The game starts when a particularly moronic member of the mafia from the planet below smashes a hole in Hat Kid’s spaceship, in order to collect some kind of tax, and all of her ‘time pieces’, as well as herself, are sent raining down on the world below. This is a particularly concerning issue as her ship apparently runs on the energy of these magical time-manipulating objects so she can’t return home (wherever that may be) without them. Thus begins the quest for the 40 missing time pieces, which I found pretty strange as far as collectibles go because there are basically no time-controlling abilities or puzzles in the entire game. They may as well have just been bits of stardust or Rubik’s cubes. Nethertheless, the game begins from there with a clear goal in focus – collect.

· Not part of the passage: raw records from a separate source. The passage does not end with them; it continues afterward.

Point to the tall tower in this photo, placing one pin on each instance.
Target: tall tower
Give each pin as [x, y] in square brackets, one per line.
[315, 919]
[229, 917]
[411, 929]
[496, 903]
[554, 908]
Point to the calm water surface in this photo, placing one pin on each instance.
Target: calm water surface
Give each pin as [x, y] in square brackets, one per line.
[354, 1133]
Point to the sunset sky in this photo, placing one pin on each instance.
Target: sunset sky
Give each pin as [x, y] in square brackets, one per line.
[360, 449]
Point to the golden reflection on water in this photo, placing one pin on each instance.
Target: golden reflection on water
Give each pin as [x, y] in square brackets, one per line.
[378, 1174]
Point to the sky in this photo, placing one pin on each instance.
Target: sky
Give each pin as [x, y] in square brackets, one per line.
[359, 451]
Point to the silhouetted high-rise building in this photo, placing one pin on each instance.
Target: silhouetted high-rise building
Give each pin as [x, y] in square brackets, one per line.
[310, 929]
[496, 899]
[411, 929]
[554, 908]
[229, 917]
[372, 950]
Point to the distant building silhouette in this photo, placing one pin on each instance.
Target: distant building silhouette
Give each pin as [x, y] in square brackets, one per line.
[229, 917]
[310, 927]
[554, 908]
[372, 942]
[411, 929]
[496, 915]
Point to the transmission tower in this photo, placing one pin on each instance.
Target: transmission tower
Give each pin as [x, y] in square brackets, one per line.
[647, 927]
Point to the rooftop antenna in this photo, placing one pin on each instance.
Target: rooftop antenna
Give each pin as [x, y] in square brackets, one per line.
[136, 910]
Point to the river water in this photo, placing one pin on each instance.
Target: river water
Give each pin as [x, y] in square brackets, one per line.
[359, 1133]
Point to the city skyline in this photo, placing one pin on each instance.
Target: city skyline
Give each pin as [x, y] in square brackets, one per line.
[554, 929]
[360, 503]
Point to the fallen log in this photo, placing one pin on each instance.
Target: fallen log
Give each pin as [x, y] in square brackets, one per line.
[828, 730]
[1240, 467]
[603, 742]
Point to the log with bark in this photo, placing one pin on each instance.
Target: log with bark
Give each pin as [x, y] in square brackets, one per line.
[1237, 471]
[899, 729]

There are 3 different collectibles to find – gems that act as currency to purchase power badges, balls of yarn that are used to unlock new hats, and obviously time pieces, which are required to unlock new areas and are collected upon completing main objectives. Being labelled a ‘collect-a-thon’, I expected to be progressing through open worlds of varying sizes that each come with their own contained challenges. Instead, there’s an odd mix of the different styles of platforming games. For example, the first three worlds pop the player back out to the hub world upon collecting a time piece, similar to the older 3D Super Mario games, where as the fourth world (my personal favourite) does not. Instead, it allows the player to just explore and complete the missions within freely. In the same vein, the first, third, and fourth worlds are what I would consider ‘open’, whereas the second is strictly linear, even containing stealth sections and story-focussed objectives. I found this disconnect quite jarring and instead of feeling like it was keeping things interesting by mixing it up, it just came off as confusing. I had no idea what was happening at first in the the fourth and final world, as all of a sudden I was granted the freedom to explore and complete sections in any order I pleased, which I had been wanting to do all along.
The gameplay is pretty much what anyone would expect from a 3D platformer – running, jumping, and avoiding obstacles. In that respect it doesn’t really do anything to stand out above the rest with regards to challenge or any kind of unique mechanic. There are different hats to unlock, each providing a new power that can be switched between on the fly, but even those are not something exactly new to the world of platformers. The power to ground pound, run, or throw bombs etc are relatively old tools that are simply presented in a new way. The badges are much the same. Badges can be purchased using gems from an incredibly interesting looking character that is constantly glitching out in an extraordinary fashion but disappointingly whose backstory is never delved into. They provide benefits such as taking no fall damage or the power to shoot laser beams but must be equipped to activate, with three being the max. What I don’t understand, though, is why they need to be limited – why can’t the player just have all of them equipped? None of them are game-breaking and one of them, the hookshot, is absolutely imperative to have on, essentially reducing the max slots back to two.
It’s odd decisions like these and the need to have the player select the missions from the hub world instead of from within the current area that have me believe A Hat in Time follows the mechanics of the older games it tries to replicate a bit too closely. Instead of honouring the nostalgic gems whilst improving on them, it seems to follow them too blindly and in doing so loses anything that would have made it unique over any other platformer. In fact, I’d say that’s quite indicative of the entire experience, with exception to the awesome boss fights that are surprisingly challenging and come with some seriously rocking music. What A Hat in Time does do to stand out, however, is introduce incredibly wacky and colourful worlds and characters. I mean, a movie studio run by birds and a place called ‘Mafia Town’ just couldn’t be found anywhere else. The dialogue is often funny, however silly, and brings a lot of life to the world, allowing the player to just let themselves go for a while and have a little fun.
True, the main plot is pretty much forgotten about for the entire game until the climax but it’s the little stories within each of the four worlds that are more interesting, anyway. Hat Kid gets thrown into all kinds of crazy situations, bouncing around from being a movie star to some kind of shadow monster’s lackey and more. The playful childishness of the experience is really what pulls it all together and even though it’s by no means a bad game – it was definitely the angle it needed to hold together all the loose parts. After all, nostalgia can only do so much before players realise that games have moved on and evolved for a reason, especially when an absolute titan like Super Mario Odyssey was released almost besides it and flawlessly shows how to truly mix the old and new into something else entirely. In all I’d recommend A Hat in Time as a quick pick up game when there’s a lull in the market (which 2017 definitely hasn’t had), but not at it’s current price of £22.99, especially with the amount of irritating bugs I encountered throughout.